Mira watched her husband, the prominent youth leader of the neighbourhood, address his clan of loyals in their courtyard from their kitchen. Quite a few of the group had gathered.

Trigger Warning: This speaks of overt and covert violence against women and may be triggering to survivors.

‘Turn off the phone Sophie,’ Mira yelled, ‘that video is not something anyone should see.’

Sophie didn’t respond. She stood up and shut her room door instead. The video was hard to watch but she was going to watch it anyways. In fact, she’d make sure every one of her friends sees it. Shutting your eyes doesn’t make the world pretty…

Mira was now knocking on the door. Sophie ignored her.

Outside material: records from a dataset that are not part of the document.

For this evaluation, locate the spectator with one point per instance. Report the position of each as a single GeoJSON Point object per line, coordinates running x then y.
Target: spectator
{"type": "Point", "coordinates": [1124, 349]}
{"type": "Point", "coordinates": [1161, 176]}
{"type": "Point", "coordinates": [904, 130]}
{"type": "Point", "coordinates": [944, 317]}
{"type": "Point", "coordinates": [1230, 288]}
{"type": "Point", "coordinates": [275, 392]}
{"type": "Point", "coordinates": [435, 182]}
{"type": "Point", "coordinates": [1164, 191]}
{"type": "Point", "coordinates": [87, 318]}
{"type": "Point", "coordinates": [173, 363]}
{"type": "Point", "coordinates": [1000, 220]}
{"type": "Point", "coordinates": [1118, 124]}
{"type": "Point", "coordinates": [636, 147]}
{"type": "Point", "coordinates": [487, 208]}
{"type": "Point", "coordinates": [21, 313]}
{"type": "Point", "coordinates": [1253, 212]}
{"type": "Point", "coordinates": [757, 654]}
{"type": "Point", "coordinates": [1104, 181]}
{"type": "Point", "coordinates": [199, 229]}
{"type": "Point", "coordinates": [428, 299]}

‘Did you see the Manipur video? Can you believe it? We need to do something.’ Mira watched her husband, the prominent youth leader of the neighbourhood, address his clan of loyals in their courtyard from their kitchen. Quite a few of the group had gathered.

‘No one can see that video anymore Bhai. Govt. has shut it down.’

‘That’s even more shameful.’ Ravi roared. ‘They want to hide what is going on using women’s honour as an excuse. If it was under the opposition’s rule, they’d pay to play it everywhere.’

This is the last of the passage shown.